The measure would raise taxes by about $600 billion over 10 years and
delay for two months across-the-board spending cuts otherwise set to
begin slashing the budgets of the Pentagon and numerous domestic
agencies.
Highlights:
- Income tax rates:
Extends tax cuts on incomes up to $400,000 for individuals, $450,000
for couples. Earnings above those amounts would be taxed at a rate
of 39.6%, up from the current 35%. Extends Clinton-era caps on
itemized deductions and the phase-out of the personal exemption for
individuals making more than $250,000 and couples earning more than
$300,000.
- Estate tax: Estates
would be taxed at a top rate of 40%, with the first $5 million in
value exempted for individual estates and $10 million for family
estates.

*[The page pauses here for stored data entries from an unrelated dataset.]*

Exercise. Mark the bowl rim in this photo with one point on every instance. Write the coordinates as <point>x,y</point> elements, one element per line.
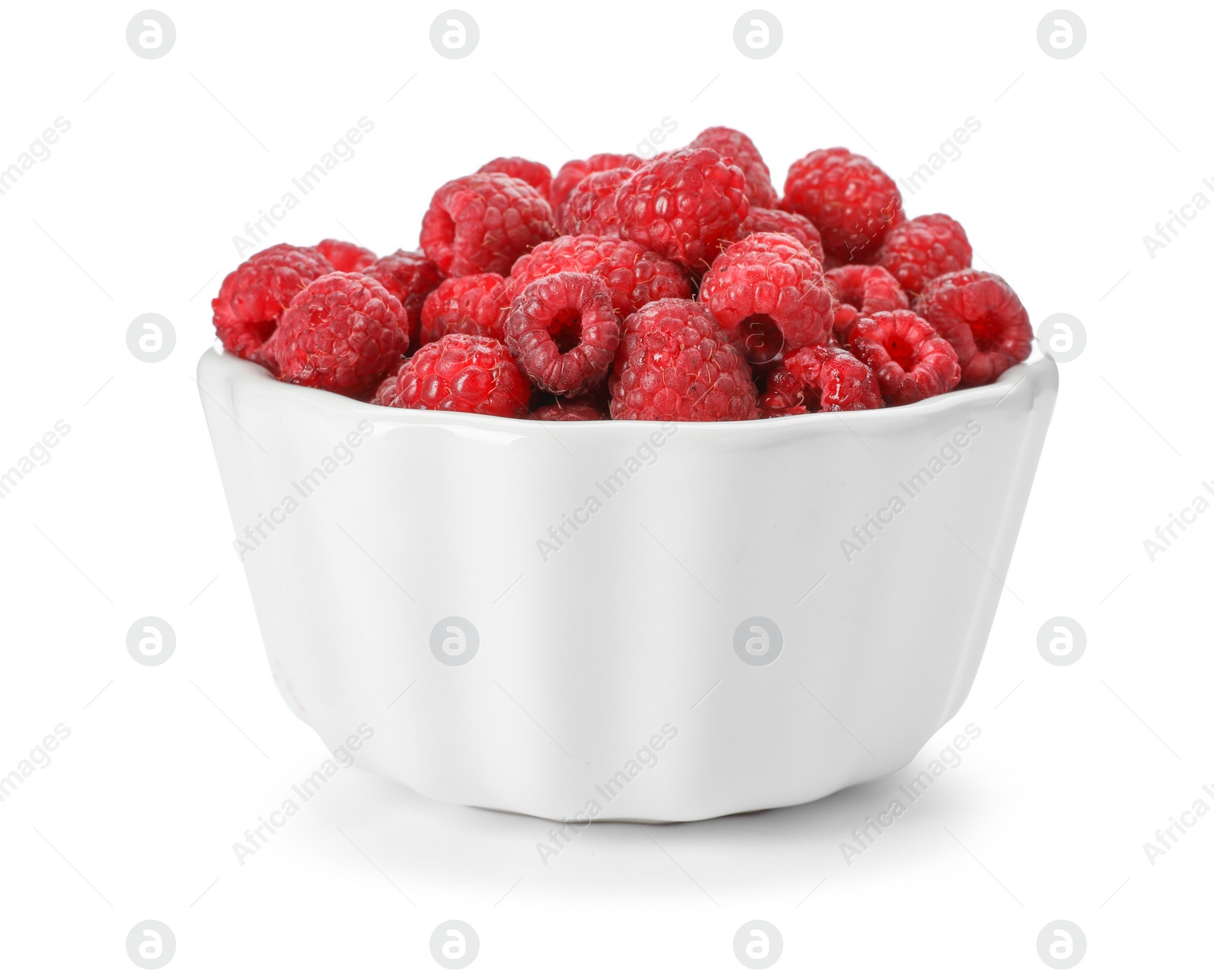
<point>1038,366</point>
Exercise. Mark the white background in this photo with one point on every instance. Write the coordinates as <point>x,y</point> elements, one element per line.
<point>165,768</point>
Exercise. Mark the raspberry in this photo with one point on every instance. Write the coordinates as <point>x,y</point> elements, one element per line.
<point>253,296</point>
<point>590,206</point>
<point>738,148</point>
<point>983,319</point>
<point>786,224</point>
<point>675,363</point>
<point>564,331</point>
<point>769,295</point>
<point>862,291</point>
<point>833,380</point>
<point>461,372</point>
<point>537,175</point>
<point>574,171</point>
<point>345,256</point>
<point>343,332</point>
<point>386,391</point>
<point>410,278</point>
<point>910,360</point>
<point>483,222</point>
<point>924,247</point>
<point>684,206</point>
<point>634,275</point>
<point>568,411</point>
<point>467,305</point>
<point>850,200</point>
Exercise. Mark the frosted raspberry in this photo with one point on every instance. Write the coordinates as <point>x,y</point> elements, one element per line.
<point>574,171</point>
<point>910,360</point>
<point>738,148</point>
<point>568,411</point>
<point>467,305</point>
<point>924,247</point>
<point>634,275</point>
<point>564,331</point>
<point>410,278</point>
<point>253,296</point>
<point>850,200</point>
<point>345,256</point>
<point>483,222</point>
<point>343,332</point>
<point>590,208</point>
<point>786,224</point>
<point>862,291</point>
<point>675,363</point>
<point>769,295</point>
<point>461,372</point>
<point>534,174</point>
<point>386,390</point>
<point>684,206</point>
<point>819,378</point>
<point>983,318</point>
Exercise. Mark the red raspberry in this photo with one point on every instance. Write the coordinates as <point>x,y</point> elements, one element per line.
<point>738,148</point>
<point>345,256</point>
<point>910,360</point>
<point>684,206</point>
<point>675,363</point>
<point>537,175</point>
<point>574,171</point>
<point>467,305</point>
<point>568,411</point>
<point>849,199</point>
<point>343,332</point>
<point>483,222</point>
<point>786,224</point>
<point>634,275</point>
<point>983,319</point>
<point>461,372</point>
<point>769,295</point>
<point>831,378</point>
<point>253,297</point>
<point>590,206</point>
<point>564,331</point>
<point>924,247</point>
<point>862,291</point>
<point>386,391</point>
<point>410,278</point>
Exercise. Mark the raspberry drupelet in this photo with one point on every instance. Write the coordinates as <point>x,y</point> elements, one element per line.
<point>461,372</point>
<point>564,331</point>
<point>910,360</point>
<point>850,200</point>
<point>483,222</point>
<point>343,332</point>
<point>675,364</point>
<point>983,318</point>
<point>769,295</point>
<point>253,297</point>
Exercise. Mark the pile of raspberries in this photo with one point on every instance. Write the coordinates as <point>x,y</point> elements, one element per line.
<point>680,287</point>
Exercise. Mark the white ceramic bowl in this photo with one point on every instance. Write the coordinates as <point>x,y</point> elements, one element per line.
<point>744,614</point>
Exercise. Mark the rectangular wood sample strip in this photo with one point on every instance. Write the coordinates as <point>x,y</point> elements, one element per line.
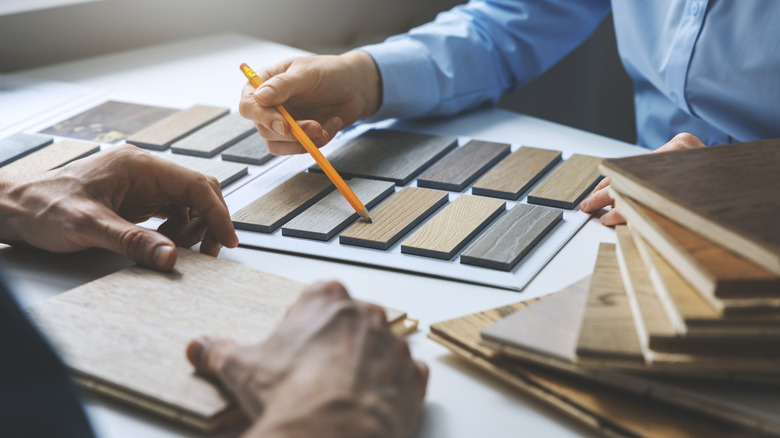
<point>460,168</point>
<point>214,137</point>
<point>18,145</point>
<point>331,214</point>
<point>282,203</point>
<point>569,183</point>
<point>511,237</point>
<point>394,218</point>
<point>515,174</point>
<point>159,136</point>
<point>389,155</point>
<point>453,227</point>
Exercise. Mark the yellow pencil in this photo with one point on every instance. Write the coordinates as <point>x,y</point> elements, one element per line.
<point>313,151</point>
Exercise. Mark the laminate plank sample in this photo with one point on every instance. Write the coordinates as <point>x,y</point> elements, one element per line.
<point>251,150</point>
<point>389,155</point>
<point>214,137</point>
<point>50,157</point>
<point>333,213</point>
<point>514,175</point>
<point>18,145</point>
<point>513,236</point>
<point>161,135</point>
<point>284,202</point>
<point>224,172</point>
<point>460,168</point>
<point>394,218</point>
<point>453,227</point>
<point>569,183</point>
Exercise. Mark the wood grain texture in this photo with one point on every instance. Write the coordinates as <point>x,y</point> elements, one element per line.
<point>394,218</point>
<point>389,155</point>
<point>18,145</point>
<point>453,227</point>
<point>159,136</point>
<point>331,214</point>
<point>460,168</point>
<point>569,183</point>
<point>511,237</point>
<point>214,137</point>
<point>725,193</point>
<point>282,203</point>
<point>49,157</point>
<point>515,174</point>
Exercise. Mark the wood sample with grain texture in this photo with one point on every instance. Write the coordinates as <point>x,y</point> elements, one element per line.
<point>159,136</point>
<point>17,146</point>
<point>214,137</point>
<point>515,174</point>
<point>389,155</point>
<point>569,183</point>
<point>460,168</point>
<point>727,193</point>
<point>283,202</point>
<point>331,214</point>
<point>394,218</point>
<point>511,237</point>
<point>50,157</point>
<point>453,227</point>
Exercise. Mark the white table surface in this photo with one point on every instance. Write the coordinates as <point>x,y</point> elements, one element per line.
<point>461,401</point>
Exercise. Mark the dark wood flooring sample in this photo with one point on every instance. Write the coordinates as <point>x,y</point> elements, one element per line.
<point>284,202</point>
<point>162,134</point>
<point>460,168</point>
<point>515,174</point>
<point>17,146</point>
<point>214,137</point>
<point>569,183</point>
<point>511,237</point>
<point>389,155</point>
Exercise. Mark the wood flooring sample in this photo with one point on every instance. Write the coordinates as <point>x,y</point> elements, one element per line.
<point>511,237</point>
<point>389,155</point>
<point>17,146</point>
<point>251,150</point>
<point>460,168</point>
<point>284,202</point>
<point>514,175</point>
<point>333,213</point>
<point>50,157</point>
<point>161,135</point>
<point>214,137</point>
<point>394,218</point>
<point>569,183</point>
<point>453,227</point>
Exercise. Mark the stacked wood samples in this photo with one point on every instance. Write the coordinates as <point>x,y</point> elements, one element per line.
<point>514,175</point>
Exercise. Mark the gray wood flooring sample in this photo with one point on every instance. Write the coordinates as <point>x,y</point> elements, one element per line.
<point>389,155</point>
<point>19,145</point>
<point>508,240</point>
<point>460,168</point>
<point>161,135</point>
<point>514,175</point>
<point>214,137</point>
<point>333,213</point>
<point>251,150</point>
<point>284,202</point>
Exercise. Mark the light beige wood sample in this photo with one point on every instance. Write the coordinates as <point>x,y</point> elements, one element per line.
<point>394,218</point>
<point>569,183</point>
<point>453,227</point>
<point>282,203</point>
<point>161,135</point>
<point>515,174</point>
<point>49,157</point>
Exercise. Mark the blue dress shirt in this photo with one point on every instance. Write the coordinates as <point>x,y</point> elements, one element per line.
<point>707,67</point>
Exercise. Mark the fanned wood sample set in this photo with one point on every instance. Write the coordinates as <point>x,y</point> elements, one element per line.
<point>125,335</point>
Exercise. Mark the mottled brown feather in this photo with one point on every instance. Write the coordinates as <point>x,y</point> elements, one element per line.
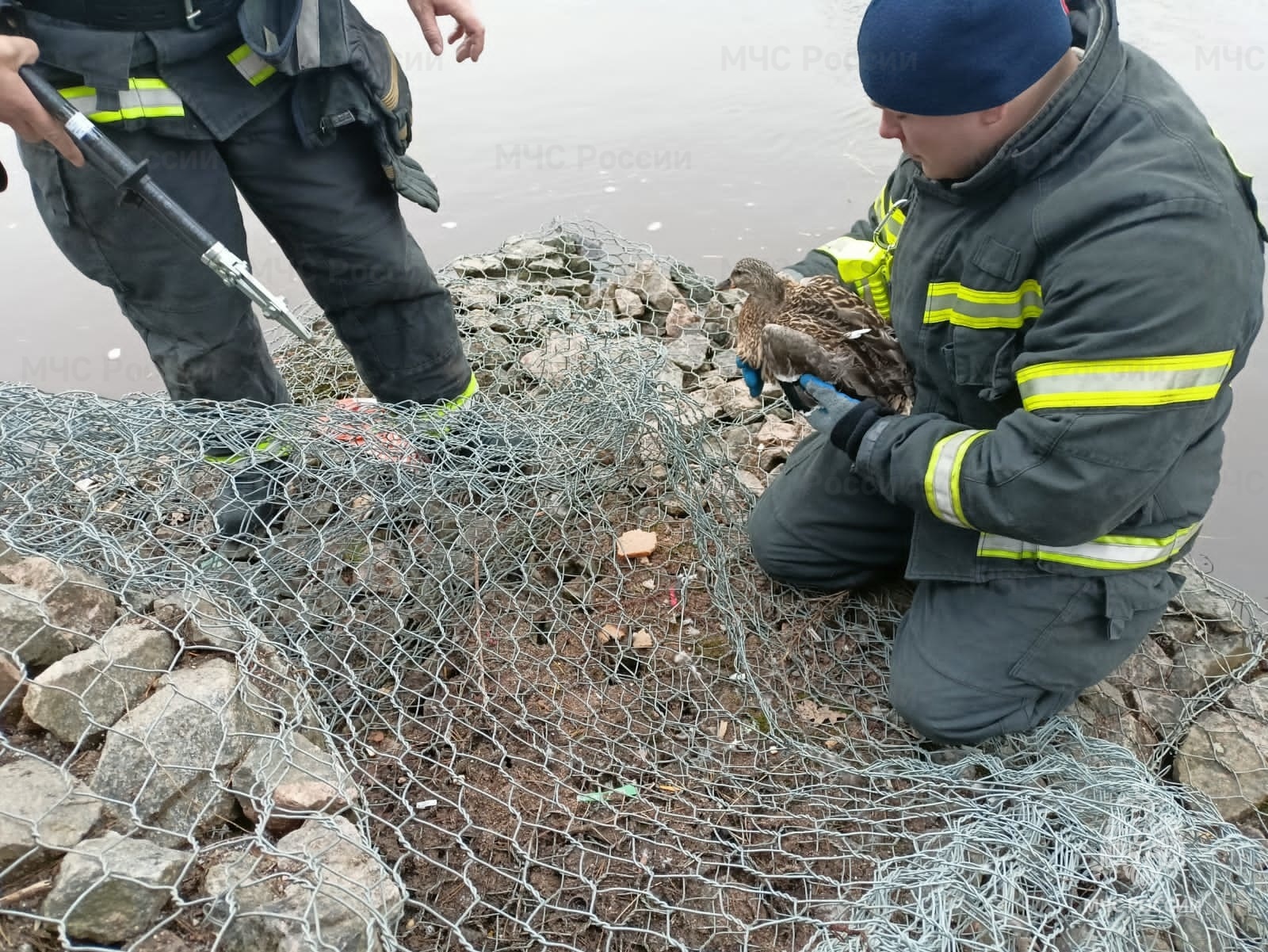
<point>788,328</point>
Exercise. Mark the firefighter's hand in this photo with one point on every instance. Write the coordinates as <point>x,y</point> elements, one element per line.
<point>464,15</point>
<point>19,107</point>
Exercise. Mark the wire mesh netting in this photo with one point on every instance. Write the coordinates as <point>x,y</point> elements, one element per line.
<point>511,679</point>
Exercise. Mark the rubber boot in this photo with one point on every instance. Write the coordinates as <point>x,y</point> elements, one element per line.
<point>251,503</point>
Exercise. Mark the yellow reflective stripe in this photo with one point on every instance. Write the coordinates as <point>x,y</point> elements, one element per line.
<point>1109,552</point>
<point>269,448</point>
<point>1138,382</point>
<point>143,99</point>
<point>150,99</point>
<point>942,477</point>
<point>448,406</point>
<point>969,307</point>
<point>253,67</point>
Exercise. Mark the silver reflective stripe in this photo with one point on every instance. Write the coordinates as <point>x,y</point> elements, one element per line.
<point>968,307</point>
<point>1110,552</point>
<point>942,477</point>
<point>253,67</point>
<point>147,99</point>
<point>1128,383</point>
<point>86,104</point>
<point>308,34</point>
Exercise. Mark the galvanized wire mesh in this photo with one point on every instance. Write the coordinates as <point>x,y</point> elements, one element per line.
<point>450,702</point>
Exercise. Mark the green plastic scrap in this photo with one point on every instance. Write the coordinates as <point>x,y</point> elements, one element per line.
<point>628,790</point>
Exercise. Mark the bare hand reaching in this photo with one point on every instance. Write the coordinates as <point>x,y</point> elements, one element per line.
<point>19,107</point>
<point>464,15</point>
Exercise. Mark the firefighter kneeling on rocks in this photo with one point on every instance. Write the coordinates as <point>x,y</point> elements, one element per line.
<point>1075,269</point>
<point>315,139</point>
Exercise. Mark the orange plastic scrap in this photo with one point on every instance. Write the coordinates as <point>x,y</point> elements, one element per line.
<point>384,444</point>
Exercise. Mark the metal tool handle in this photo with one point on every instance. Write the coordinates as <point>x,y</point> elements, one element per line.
<point>124,174</point>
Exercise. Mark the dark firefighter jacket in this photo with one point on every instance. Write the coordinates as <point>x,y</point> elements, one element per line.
<point>208,82</point>
<point>1075,313</point>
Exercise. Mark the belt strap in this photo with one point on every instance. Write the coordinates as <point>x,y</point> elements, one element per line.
<point>137,14</point>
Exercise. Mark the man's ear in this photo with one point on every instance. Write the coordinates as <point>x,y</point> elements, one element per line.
<point>992,117</point>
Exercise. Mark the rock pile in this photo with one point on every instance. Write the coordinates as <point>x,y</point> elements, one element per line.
<point>154,747</point>
<point>175,774</point>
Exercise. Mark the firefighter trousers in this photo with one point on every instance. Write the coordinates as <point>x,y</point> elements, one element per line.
<point>969,660</point>
<point>335,217</point>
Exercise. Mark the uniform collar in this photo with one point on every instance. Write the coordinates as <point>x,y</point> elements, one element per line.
<point>1058,127</point>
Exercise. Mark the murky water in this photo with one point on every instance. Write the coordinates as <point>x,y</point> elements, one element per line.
<point>739,126</point>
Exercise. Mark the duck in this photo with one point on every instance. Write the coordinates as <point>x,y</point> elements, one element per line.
<point>817,326</point>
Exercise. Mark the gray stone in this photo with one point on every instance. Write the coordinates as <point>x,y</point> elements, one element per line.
<point>653,287</point>
<point>86,692</point>
<point>288,778</point>
<point>627,304</point>
<point>169,759</point>
<point>29,633</point>
<point>479,266</point>
<point>201,621</point>
<point>561,357</point>
<point>724,363</point>
<point>574,288</point>
<point>323,879</point>
<point>732,401</point>
<point>1225,755</point>
<point>42,812</point>
<point>1201,664</point>
<point>682,319</point>
<point>1251,698</point>
<point>690,350</point>
<point>548,266</point>
<point>13,685</point>
<point>1202,601</point>
<point>520,253</point>
<point>113,889</point>
<point>74,600</point>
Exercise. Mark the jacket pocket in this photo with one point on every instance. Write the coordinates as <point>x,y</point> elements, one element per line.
<point>983,360</point>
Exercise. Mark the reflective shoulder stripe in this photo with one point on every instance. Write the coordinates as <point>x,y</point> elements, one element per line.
<point>253,67</point>
<point>969,307</point>
<point>942,477</point>
<point>1138,382</point>
<point>1109,552</point>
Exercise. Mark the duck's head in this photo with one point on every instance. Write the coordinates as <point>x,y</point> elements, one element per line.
<point>758,278</point>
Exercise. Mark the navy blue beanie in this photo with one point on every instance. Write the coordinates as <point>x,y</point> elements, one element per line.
<point>948,57</point>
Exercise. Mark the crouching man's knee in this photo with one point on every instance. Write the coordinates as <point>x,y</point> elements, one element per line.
<point>944,705</point>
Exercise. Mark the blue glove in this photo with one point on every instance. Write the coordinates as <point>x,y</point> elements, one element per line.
<point>751,377</point>
<point>843,420</point>
<point>832,404</point>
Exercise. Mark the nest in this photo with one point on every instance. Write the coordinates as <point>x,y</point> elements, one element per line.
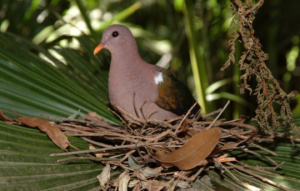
<point>158,155</point>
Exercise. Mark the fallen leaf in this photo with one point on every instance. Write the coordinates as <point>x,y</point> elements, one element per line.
<point>104,176</point>
<point>133,183</point>
<point>98,155</point>
<point>52,130</point>
<point>194,152</point>
<point>148,172</point>
<point>183,184</point>
<point>133,164</point>
<point>4,117</point>
<point>94,117</point>
<point>123,181</point>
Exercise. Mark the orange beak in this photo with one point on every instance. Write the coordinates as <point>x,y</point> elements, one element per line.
<point>98,49</point>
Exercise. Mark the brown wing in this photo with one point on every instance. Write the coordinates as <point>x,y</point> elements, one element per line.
<point>174,96</point>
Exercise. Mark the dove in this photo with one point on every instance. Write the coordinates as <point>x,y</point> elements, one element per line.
<point>140,88</point>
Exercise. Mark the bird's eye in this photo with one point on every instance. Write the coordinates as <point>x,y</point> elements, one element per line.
<point>115,34</point>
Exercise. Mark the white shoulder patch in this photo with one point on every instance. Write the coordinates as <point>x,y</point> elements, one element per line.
<point>158,78</point>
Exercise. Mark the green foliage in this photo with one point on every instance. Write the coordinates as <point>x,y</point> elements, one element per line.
<point>60,76</point>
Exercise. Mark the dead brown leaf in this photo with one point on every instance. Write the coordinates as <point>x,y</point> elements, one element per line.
<point>194,152</point>
<point>4,117</point>
<point>52,130</point>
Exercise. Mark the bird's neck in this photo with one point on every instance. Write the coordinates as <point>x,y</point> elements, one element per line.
<point>126,61</point>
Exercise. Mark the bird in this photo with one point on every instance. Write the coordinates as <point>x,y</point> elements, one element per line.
<point>139,88</point>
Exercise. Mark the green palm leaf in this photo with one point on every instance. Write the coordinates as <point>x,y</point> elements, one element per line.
<point>42,86</point>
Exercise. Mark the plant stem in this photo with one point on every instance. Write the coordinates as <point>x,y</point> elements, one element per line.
<point>198,66</point>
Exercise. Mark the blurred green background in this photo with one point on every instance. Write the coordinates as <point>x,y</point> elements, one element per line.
<point>170,33</point>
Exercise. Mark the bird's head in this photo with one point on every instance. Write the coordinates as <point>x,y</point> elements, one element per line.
<point>117,39</point>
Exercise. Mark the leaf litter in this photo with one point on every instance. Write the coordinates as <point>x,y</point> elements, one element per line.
<point>165,155</point>
<point>158,155</point>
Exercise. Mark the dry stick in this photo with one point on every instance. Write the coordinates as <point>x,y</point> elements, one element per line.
<point>105,149</point>
<point>228,171</point>
<point>192,178</point>
<point>86,158</point>
<point>219,114</point>
<point>134,106</point>
<point>185,116</point>
<point>142,112</point>
<point>242,169</point>
<point>95,142</point>
<point>262,148</point>
<point>257,154</point>
<point>212,113</point>
<point>262,168</point>
<point>157,137</point>
<point>126,156</point>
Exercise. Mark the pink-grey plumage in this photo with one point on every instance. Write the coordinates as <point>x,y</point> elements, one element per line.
<point>130,77</point>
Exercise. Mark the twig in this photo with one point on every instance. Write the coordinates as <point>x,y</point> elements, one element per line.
<point>105,149</point>
<point>185,116</point>
<point>219,115</point>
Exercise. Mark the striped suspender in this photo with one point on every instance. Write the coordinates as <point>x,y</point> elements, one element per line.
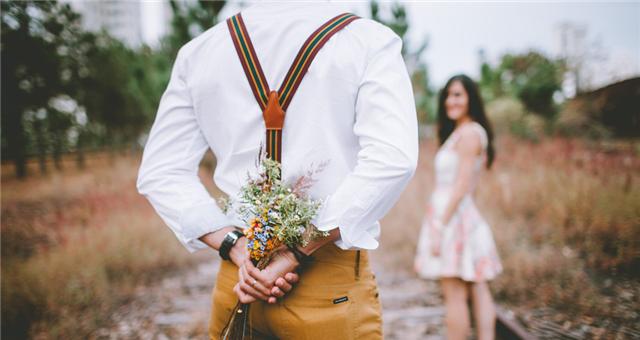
<point>275,103</point>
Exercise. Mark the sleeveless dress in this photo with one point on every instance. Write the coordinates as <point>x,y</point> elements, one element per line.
<point>467,248</point>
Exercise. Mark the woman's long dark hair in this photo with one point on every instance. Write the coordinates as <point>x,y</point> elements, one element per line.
<point>476,112</point>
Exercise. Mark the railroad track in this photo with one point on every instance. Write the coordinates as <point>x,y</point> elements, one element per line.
<point>507,327</point>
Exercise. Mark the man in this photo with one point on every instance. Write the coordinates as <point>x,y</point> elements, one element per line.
<point>353,110</point>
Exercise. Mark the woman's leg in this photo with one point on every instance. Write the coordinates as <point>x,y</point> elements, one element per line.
<point>484,311</point>
<point>455,293</point>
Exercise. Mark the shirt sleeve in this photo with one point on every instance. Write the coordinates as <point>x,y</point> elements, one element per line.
<point>168,174</point>
<point>387,132</point>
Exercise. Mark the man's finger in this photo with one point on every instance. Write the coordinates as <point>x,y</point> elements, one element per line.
<point>283,284</point>
<point>277,292</point>
<point>257,274</point>
<point>252,281</point>
<point>242,297</point>
<point>292,277</point>
<point>247,289</point>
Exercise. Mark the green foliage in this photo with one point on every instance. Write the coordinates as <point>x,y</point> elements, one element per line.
<point>531,77</point>
<point>111,90</point>
<point>424,94</point>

In 2012, such estates were subject to a top rate of 35%.
- Capital gains, dividends:
Taxes on capital gains and dividend income exceeding $400,000 for
individuals and $450,000 for families would increase from 15% to
20%.
- Alternative minimum tax:
Permanently addresses the alternative minimum tax and indexes it for
inflation to prevent nearly 30 million middle- and upper-middle
income taxpayers from being hit with higher tax bills averaging
almost $3,000.
- Other tax changes:
Extends for five years Obama-sought expansions of the child tax
credit, earned income tax credit, and an up to $2,500 tax credit for
college tuition.
- Unemployment benefits:
Extends jobless benefits for the long-term unemployed for one year.
- Cuts in Medicare reimbursements
to doctors: Blocks a 27% cut in Medicare payments to
doctors for one year. The cut is the product of an obsolete 1997
budget formula.
- Social Security payroll tax
cut: Allows a 2-percentage point cut in the payroll tax
first enacted two years ago to lapse, which restores the payroll tax
to 6.2%.
- Across-the-board cuts:
Delays for two months $109 billion worth of across-the-board
spending cuts set to start striking the Pentagon and domestic
agencies this week. Cost of $24 billion is divided between spending
cuts and new revenues from rules changes on converting traditional
individual retirement accounts into Roth IRAs.